Mы подавленно молчали, сопровождая взглядами расхаживавшего от стены к стене генерала. Наконец он глянул на часы и, бросив решительное: «Поехали, Валера!»_— вышел.

Валерия сняла с вешалки сумочку, положила на мое плечо ладонь.

— У Хобота со «спецназовцами» свои счеты, — сообщила доверительным шепотом, — и он их сведет, не сомневайся, — и перед тем как шагнуть за порог, коснулась пальцами моей небритой щеки.

Наверно, этот шепот, это касание, это свойское «не сомневайся» должны были означать какой-то новый этап в наших отношениях, но последняя информация направила мои мысли в другое русло: никакого интереса к тому, как бывший генерал КГБ будет сводить свои счеты со «спецназовцами», я не испытывал; опасность, нависшая над ни в чем не повинным ребенком, никому не давала права на риск.

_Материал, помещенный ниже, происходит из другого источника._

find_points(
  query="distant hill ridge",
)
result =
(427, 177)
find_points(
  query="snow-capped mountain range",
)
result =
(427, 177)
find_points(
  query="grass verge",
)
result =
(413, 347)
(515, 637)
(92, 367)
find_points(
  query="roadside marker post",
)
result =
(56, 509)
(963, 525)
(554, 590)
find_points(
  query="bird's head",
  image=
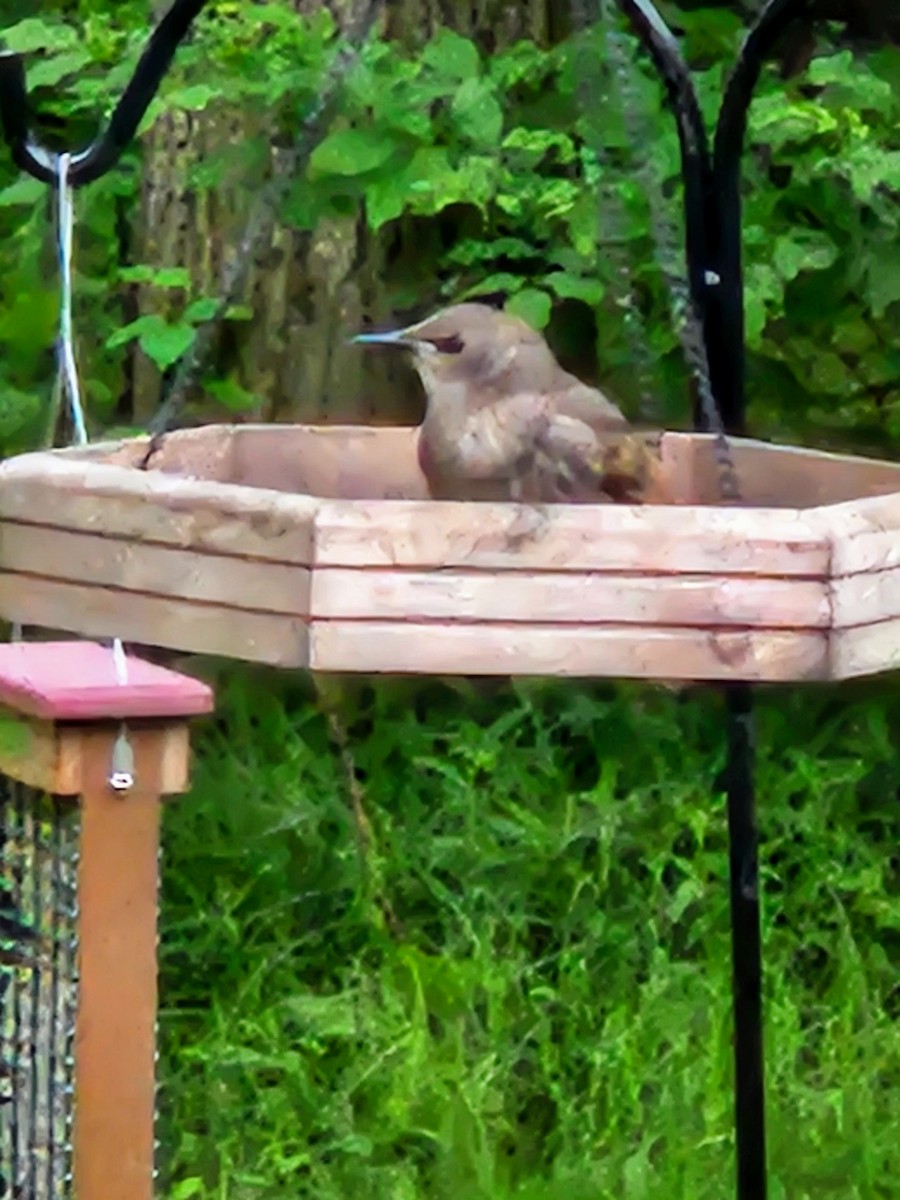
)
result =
(473, 345)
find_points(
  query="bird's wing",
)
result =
(587, 405)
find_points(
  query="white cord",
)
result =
(67, 378)
(123, 768)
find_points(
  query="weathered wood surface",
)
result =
(625, 652)
(571, 598)
(364, 583)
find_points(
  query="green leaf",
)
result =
(165, 343)
(159, 276)
(349, 153)
(24, 191)
(187, 1188)
(478, 113)
(193, 99)
(231, 395)
(58, 67)
(33, 35)
(803, 251)
(451, 55)
(162, 342)
(533, 306)
(204, 309)
(575, 287)
(882, 274)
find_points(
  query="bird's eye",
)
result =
(451, 345)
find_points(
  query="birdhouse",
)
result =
(318, 547)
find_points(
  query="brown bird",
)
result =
(505, 421)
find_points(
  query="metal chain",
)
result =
(685, 318)
(613, 226)
(258, 231)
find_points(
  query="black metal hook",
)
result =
(106, 150)
(713, 216)
(725, 321)
(712, 187)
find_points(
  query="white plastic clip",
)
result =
(121, 774)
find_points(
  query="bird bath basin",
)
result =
(318, 547)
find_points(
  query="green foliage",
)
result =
(509, 978)
(499, 154)
(517, 983)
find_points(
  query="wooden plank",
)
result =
(869, 649)
(612, 652)
(570, 538)
(115, 1023)
(865, 534)
(791, 477)
(154, 621)
(527, 597)
(163, 509)
(337, 461)
(161, 570)
(865, 599)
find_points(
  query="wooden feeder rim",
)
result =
(78, 682)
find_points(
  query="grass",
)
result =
(505, 976)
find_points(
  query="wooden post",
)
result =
(67, 715)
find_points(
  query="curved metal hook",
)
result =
(106, 150)
(726, 319)
(696, 165)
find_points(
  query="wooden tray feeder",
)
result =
(317, 547)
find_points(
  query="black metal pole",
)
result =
(745, 946)
(725, 310)
(712, 199)
(105, 151)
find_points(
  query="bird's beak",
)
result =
(390, 337)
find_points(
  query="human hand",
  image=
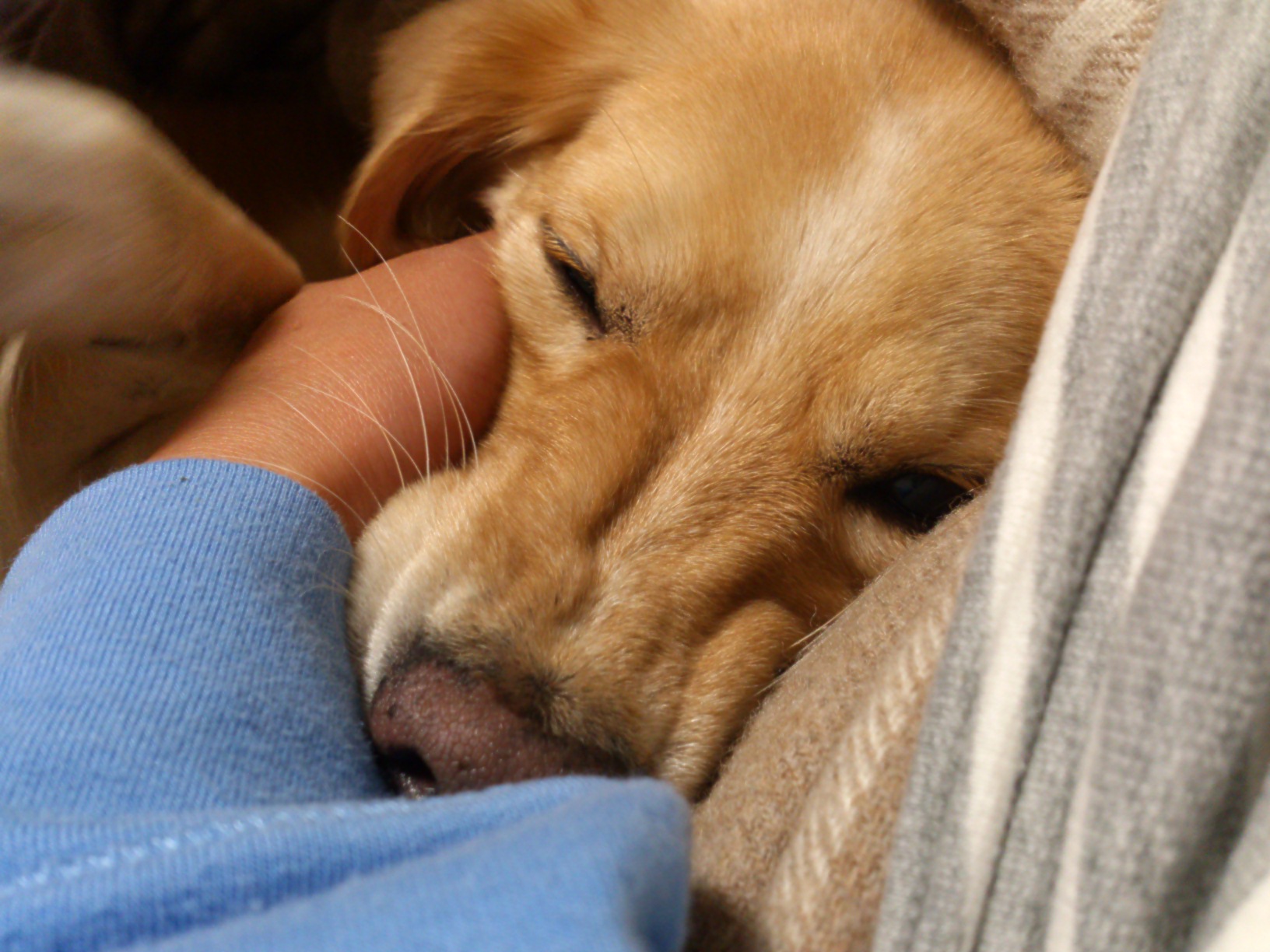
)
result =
(337, 390)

Во дворе было темно и сыро, только свет из окна гостиной падал на свежевскопанные грядки.

— Охраняй, Шериф, — отстегнул Хоботов карабин песьего ошейника.

Они уехали. На прощание Валерия помахала мне рукой…

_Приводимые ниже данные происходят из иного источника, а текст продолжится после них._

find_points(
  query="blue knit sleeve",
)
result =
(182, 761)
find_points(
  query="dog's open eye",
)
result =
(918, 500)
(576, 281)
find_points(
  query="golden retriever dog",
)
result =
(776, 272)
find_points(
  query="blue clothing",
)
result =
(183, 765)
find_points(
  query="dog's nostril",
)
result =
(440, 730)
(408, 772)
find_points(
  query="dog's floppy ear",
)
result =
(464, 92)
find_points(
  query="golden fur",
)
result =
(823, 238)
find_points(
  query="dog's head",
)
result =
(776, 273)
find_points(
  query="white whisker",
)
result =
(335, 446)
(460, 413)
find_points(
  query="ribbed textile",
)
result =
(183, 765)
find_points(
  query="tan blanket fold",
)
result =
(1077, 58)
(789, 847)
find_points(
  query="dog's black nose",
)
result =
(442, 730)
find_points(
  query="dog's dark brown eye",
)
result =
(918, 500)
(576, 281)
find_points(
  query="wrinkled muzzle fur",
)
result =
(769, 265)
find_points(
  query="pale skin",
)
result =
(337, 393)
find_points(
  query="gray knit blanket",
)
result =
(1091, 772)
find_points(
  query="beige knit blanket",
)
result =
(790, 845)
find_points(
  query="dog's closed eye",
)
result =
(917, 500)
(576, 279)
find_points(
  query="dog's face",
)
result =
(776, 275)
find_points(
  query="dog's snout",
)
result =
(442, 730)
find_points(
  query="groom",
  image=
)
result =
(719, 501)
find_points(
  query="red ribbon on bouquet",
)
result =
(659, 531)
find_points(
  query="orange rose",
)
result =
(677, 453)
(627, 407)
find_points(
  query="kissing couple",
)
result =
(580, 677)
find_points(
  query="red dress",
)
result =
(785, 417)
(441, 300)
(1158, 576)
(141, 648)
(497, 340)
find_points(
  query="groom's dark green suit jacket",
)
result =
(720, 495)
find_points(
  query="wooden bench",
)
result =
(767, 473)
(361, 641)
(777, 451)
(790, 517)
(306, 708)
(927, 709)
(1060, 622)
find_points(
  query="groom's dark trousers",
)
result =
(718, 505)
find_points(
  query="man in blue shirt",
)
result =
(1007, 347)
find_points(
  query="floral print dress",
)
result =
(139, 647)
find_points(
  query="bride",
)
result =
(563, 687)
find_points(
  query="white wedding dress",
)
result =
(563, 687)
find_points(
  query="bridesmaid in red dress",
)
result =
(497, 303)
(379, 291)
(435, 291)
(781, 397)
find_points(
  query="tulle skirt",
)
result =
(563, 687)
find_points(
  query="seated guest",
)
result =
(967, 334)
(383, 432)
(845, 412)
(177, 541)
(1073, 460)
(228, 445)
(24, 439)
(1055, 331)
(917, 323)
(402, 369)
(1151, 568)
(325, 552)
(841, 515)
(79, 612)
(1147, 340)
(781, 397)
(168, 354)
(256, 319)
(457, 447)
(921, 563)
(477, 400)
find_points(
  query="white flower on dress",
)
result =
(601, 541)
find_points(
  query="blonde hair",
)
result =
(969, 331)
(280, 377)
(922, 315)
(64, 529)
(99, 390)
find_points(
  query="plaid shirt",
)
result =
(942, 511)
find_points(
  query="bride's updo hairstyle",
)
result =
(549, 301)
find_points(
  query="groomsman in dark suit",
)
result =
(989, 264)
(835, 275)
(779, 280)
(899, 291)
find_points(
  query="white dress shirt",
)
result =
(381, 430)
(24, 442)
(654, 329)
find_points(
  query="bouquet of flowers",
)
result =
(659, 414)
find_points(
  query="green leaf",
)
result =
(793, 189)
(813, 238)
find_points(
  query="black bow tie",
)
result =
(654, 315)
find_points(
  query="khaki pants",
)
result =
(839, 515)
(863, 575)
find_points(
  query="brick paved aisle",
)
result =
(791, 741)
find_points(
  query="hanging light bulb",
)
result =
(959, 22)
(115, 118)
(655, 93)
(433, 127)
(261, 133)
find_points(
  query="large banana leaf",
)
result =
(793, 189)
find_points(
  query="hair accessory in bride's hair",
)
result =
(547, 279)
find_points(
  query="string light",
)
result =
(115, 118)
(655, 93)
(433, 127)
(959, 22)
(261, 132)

Вернувшись на кухню, я налил себе стакан вина из трехлитровой банки, прихватил для коллеги колбасы и, набросив на плечи хоботовскую стеганую фуфайку, вышел в беседку.

Я, конечно, понимал, что после десятков лет работы в БЕЗО Хобот едва ли способен проникнуться моими родственными чувствами. Но даже с моей «кочки зрения» было видно, что если речь идет о ком-то из членов правительства, причастном к валютным сделкам, незаконному вывозу стратегического сырья, убийству и прочему, предусмотренному УК, то силами больного охранника, рано овдовевшей пианистки и опального генерала здесь не справиться. В этом случае мой черный пояс ничем не отличатся от бантика на хвосте мультфильмовского осла.

— Правильно, Шериф?

В знак согласия коллега проглотил колбасу и, источая слюну, уселся напротив.

Офицеры «спецназа»… «Свои счеты»… Тубельский прикрывал Хобота при отходе из Афгана?.. Я представил, как генерал в парадном кителе, до пупа увешанный орденами почившей в бозе державы, вышагивает впереди уцелевшей колонны по пограничному мосту, а его друг полковник, истекая кровью, принимает «последний решительный» неизвестно за какую высоту, за чью Родину, посреди чужого пространства, выжженного на всякий случай, чтобы какой-нибудь дувал не плеснул вдруг огнем по триумфальному шествию… «Спецназ» ГРУ — люди, подготовленные действовать мелкими группами в глубоком тылу противника. Гвардия ЦК КПСС. Кому же они служат теперь, когда нет уже ни ЦК, ни КП, ни СС? На кого работают его слуги и отставники?

— Не знаешь, Шериф?.. Эх, ты… Ну, будь здоров!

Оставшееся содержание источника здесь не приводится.